Когда, проделав все, что повелел шах-ин-шах, Эреб-хан как ни в чем не бывало появился в комнате «уши шаха», грозный «лев» спросил, не привиделось ли хану во сне, что станет с Ираном после конца путешествия царя царей Аббаса по чужой и своей земле.

— О повелитель из повелителей, — искренне огорчился Эреб, — почему желтые мысли тревожат тебя? Разве шах-ин-шаху не предназначено аллахом бесконечное бодрствование?

— Воля властелина вселенной в тумане неизвестности. Все, что повелю я, да исполнится! Иран должен стать неуязвимым, как сердце гранита, что покоится в глубине гор.

— О аллах! Как допускаешь ты тревогу до шах-ин-шаха?! — вскрикнул Караджугай. — О великий из великих шах Аббас! Разве Иран сегодня не сильнее, чем пять лет назад? И не будет еще сильнее через пять лет? Или тебя тревожит комар, щекочущий сейчас ноздри султана Мурада?

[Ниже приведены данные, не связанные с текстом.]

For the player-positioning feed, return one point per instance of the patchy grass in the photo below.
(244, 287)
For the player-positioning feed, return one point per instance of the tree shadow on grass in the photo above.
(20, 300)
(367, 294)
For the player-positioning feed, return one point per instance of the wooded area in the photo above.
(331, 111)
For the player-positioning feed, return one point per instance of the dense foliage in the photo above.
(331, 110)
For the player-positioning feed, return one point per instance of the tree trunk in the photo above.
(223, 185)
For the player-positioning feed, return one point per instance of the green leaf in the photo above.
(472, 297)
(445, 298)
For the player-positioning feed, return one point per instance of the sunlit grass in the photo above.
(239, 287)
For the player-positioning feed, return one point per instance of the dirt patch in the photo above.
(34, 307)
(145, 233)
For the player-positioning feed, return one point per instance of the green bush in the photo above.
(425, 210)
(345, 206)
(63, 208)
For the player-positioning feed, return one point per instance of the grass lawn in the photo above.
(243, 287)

— Ханы мои, ваша верность испытана мною в ниспосланных аллахом радостях и огорчениях! Аллах проявил ко мне приветливость, и за сорок два года моего царствования я возвратил Ирану то, что было завоевано Исмаилом великим и, по слабости моего деда и отца, отторгнуто слугами шайтана — турками и узбеками. Да будет над ними огонь и пепел! А Гурджистан?! Эта страна — отражение сущности ее бога: она каждый раз воскресает после уничтожения. Но солнце подсказало мне способ увековечить ее покорность Ирану. Не кто иной, как шах Аббас, заставит грузин лбами доставать землю. Ханы верные, разве мои плечи не отягощены трудами, ниспосланными небом? Или недостаточно проявлено доблести в битвах? Не из праздности пробуждаю я память вашу: увеличивать, а не уменьшать повелеваю избранным ханам Ирана!